New lease in life for Antique’s ‘sacadas’

Sacadas have been around since the advent of hacienderos, where hectares of sugarcanes are being harvested for sugar production.

Following the onslaught of the coronavirus disease pandemic in the past two years, one of the sectors adversely affected by the deadly respiratory disease and its subsequent consequences was the sacadas — a term for migrant workers in and from the Philippines, doing manual agricultural labor.

These sacadas, also called seasonal cane cutters, or seasonal daily wage laborers, usually receive a wage during the peak labor season from November to April for being temporary workers usually in sugarcane plantations.

When the pandemic hit, most of the sacadas were out of work and resorted to doing other things while waiting for the national government’s subsidy to augment their livelihood and survive for another day.

Most recently, the sacadas of Antique were given a huge lift as at least 4,203 active sugar plantation migrant workers were enrolled in the Social Security System as part of the provincial government’s thrust to uplift the lives of these workers.

Randy Ardeño, in charge of the Sacada Desk of the Antique Provincial Planning and Development Office said that upon the direction of Governor Rhodora Cadiao, the long-coveted dream of the “sacadas” to be enrolled in the SSS was made a requirement for the contractors.

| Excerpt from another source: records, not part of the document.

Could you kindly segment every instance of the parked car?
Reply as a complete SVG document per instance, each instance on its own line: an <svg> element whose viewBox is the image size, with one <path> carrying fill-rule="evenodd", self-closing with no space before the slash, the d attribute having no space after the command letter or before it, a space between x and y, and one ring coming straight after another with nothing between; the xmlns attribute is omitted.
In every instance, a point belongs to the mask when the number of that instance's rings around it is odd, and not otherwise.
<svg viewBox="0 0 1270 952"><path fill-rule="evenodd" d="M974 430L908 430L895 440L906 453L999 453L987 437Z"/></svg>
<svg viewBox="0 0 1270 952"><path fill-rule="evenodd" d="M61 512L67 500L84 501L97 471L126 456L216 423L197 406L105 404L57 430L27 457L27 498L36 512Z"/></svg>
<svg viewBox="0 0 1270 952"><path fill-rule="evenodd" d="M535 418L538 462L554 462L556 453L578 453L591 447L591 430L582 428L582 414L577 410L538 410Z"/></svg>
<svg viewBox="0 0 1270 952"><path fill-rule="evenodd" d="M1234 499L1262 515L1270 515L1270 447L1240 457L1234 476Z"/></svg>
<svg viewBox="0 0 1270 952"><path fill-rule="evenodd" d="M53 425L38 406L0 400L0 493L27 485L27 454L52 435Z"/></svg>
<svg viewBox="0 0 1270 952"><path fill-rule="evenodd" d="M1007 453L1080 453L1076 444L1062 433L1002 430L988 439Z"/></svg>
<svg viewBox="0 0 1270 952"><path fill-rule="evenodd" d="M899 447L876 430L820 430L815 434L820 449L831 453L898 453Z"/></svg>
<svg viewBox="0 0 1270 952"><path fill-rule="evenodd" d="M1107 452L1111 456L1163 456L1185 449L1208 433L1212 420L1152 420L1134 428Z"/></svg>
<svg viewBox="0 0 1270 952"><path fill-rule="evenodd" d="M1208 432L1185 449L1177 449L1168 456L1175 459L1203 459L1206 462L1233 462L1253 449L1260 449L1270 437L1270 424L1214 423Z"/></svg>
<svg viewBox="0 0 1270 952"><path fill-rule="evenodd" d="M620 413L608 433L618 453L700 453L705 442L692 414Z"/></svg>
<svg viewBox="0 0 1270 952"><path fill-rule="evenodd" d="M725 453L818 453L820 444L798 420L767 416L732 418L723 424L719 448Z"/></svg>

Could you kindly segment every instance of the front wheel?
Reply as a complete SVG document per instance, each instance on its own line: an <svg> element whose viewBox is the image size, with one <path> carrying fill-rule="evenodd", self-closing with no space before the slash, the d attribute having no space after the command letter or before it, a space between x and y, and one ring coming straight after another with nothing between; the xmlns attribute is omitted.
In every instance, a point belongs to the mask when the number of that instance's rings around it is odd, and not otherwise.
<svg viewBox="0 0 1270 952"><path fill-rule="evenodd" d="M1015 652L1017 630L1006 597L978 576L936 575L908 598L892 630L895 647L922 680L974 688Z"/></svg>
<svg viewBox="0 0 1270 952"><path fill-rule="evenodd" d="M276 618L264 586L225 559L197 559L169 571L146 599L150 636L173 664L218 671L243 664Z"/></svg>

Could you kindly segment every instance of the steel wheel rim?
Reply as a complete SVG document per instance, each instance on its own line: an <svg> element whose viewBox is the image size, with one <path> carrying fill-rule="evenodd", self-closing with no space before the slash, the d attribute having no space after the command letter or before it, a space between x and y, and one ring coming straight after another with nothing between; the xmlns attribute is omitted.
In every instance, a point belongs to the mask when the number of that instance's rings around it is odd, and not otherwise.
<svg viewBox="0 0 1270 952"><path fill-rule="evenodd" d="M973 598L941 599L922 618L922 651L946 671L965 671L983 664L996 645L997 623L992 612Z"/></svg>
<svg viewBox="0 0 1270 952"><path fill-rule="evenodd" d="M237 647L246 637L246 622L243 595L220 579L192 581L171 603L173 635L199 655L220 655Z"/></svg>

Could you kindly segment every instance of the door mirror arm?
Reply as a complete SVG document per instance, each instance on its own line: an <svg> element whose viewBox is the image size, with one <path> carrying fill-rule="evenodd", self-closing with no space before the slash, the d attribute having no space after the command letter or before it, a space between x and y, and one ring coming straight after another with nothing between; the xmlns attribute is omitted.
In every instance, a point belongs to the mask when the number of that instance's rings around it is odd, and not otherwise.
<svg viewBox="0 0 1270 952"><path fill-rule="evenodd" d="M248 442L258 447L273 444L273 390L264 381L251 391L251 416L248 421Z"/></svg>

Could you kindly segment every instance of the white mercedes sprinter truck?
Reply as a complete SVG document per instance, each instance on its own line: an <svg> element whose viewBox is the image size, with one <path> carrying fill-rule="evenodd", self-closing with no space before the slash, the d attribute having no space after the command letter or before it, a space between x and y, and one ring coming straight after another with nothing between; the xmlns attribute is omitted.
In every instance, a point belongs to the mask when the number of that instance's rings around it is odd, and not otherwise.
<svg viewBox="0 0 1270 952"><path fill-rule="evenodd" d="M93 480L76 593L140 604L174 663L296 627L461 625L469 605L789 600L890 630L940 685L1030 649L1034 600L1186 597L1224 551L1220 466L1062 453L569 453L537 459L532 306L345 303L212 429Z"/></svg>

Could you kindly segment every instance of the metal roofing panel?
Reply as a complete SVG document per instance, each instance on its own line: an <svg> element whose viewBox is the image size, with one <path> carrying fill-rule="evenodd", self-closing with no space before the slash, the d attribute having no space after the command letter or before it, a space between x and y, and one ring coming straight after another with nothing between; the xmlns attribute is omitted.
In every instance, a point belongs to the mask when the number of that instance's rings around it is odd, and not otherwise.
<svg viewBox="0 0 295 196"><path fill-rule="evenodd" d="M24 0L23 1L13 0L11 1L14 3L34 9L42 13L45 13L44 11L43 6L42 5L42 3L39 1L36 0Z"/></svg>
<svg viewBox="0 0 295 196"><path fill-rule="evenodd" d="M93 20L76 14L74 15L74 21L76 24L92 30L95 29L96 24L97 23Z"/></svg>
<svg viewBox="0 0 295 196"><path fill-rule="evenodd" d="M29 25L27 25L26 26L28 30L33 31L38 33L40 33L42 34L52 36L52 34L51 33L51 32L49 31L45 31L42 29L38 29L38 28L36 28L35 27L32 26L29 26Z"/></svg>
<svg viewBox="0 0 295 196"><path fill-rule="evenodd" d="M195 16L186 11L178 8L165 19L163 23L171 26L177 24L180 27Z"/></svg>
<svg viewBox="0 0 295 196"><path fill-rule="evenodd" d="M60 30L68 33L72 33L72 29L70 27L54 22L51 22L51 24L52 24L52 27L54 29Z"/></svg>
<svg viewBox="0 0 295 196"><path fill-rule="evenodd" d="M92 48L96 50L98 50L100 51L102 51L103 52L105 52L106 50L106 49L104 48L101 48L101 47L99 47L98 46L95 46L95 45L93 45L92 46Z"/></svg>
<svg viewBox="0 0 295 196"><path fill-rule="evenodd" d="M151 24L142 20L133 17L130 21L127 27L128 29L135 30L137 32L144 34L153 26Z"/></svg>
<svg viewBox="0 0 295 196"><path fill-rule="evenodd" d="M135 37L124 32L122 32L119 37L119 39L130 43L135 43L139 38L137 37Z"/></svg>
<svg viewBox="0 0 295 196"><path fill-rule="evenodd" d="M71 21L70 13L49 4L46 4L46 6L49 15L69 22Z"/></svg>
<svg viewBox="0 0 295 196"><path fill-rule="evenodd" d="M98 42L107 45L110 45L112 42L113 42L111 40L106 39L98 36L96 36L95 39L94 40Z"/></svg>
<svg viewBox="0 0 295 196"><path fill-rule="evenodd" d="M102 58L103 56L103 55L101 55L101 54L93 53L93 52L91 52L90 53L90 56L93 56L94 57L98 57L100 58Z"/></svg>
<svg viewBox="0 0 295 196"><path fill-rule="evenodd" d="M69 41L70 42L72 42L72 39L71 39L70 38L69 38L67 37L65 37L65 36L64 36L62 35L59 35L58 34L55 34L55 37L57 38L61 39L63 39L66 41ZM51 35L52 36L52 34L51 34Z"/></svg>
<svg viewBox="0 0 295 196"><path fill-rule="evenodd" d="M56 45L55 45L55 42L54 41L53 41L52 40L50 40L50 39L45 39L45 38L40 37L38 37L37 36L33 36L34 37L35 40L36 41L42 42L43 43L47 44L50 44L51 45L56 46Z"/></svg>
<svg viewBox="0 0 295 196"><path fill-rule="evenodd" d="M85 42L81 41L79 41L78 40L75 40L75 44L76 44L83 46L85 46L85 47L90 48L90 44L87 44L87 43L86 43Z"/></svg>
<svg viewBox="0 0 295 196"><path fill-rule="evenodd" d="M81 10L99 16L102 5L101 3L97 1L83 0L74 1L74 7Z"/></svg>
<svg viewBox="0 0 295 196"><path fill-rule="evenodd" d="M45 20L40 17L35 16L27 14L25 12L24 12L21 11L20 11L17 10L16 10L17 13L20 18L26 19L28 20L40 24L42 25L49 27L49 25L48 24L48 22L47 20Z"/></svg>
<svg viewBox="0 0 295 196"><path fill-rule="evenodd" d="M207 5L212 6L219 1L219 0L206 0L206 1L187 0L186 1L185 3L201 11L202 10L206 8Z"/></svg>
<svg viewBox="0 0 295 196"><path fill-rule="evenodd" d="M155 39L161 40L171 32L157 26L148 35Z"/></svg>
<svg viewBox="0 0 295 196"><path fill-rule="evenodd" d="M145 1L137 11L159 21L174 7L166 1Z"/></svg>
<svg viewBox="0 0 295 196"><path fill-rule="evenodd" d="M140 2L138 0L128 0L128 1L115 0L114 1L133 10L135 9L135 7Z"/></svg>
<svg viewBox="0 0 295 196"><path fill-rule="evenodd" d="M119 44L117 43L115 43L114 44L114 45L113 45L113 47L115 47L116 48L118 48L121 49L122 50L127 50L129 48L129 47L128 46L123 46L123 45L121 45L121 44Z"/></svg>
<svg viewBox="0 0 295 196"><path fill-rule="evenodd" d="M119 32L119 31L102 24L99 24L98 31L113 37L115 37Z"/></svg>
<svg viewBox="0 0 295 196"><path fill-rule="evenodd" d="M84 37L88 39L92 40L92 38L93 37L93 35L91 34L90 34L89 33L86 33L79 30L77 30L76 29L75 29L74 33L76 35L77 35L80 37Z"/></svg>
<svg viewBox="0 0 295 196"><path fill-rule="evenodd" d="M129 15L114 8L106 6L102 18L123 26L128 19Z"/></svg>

“During our collaboration meeting with the DoLE, we discussed the request of the governor for the labor department to make it as a requirement among the contractors that they will have to enroll the ‘sacadas’ they will be hiring with the SSS,” Ardeño said.

“Before the SSS was made as a requirement, the contractors and even the planters were given leeway whether they would only enroll the sacadas with the SSS or not,” he added.

Previously, whenever sugar migrant workers suffer an accident in Negros Occidental, they would come home to Antique penniless because they had to pay for their medical bills.

It was also common for the family of the injured sacada to seek help from the Antique provincial government for the Aid to Individuals in Crisis Situation through the Provincial Social Welfare and Development Office for their medication.

“With their SSS enrollment, the ‘sacadas’ have now the insurance benefit that they could claim, aside from the AICS provided them,” Ardeño said.

Previously, SSS-Antique information officer Leory Ninora said the “sacadas” enrolled in the SSS could avail of such claims as disability, sickness, death, and maternity for women.

Likewise, they are now entitled to avail of the retirement benefit after 120 months of paying their premium or get a salary loan by paying the monthly premium of P400 per month.

However, the migratory workers’ SSS enrollment is just the first step being taken by the provincial government for their protection.

It is also eyeing to allocate funds for the continued SSS insurance of the sugar migrant workers who will opt to stay for good and work in the province.

“The provincial government then intends to pay for the SSS premium of the ‘sacadas’ who will no longer be returning to work in Negros Occidental under their contractor,” Ardeño said.

‘Bisita Sacada’

The provincial government of Antique also launched anew the “Bisita Sacada”, or the visit of Cadiao and the provincial board members to check on the situation of the sugar migrant workers in Negros Occidental.

The annual visit was halted in 2020 due to the Covid-19 pandemic.

In 2021, Cadiao — together with members of the Provincial Health Office — went back to Negros Occidental bringing grocery items, medicines, and free medical consultations for sugar migrant workers.

Antique social workers also interviewed the “sacadas” for their requested AICS.

“We also distributed 20 lechon or roasted pig to the contractors on December 20 for the ‘sacadas’ to share,” Ardeño said.

Every year since 2018, when the Sacada Desk was established, they have released 120 livelihood assistance to the workers and their families.

“The ‘sacadas’ for their livelihood assistance were made to choose whether they would like to put up a grocery store or raise cattle for their farm,” he said.

The livelihood assistance amounts to P10,000 for each beneficiary.

The active “sacadas” usually return to Negros Occidental starting September for the milling season, and with the livelihood assistance from the local government, the workers are confident that they have left a source of income for their families to survive the six months that they would be gone.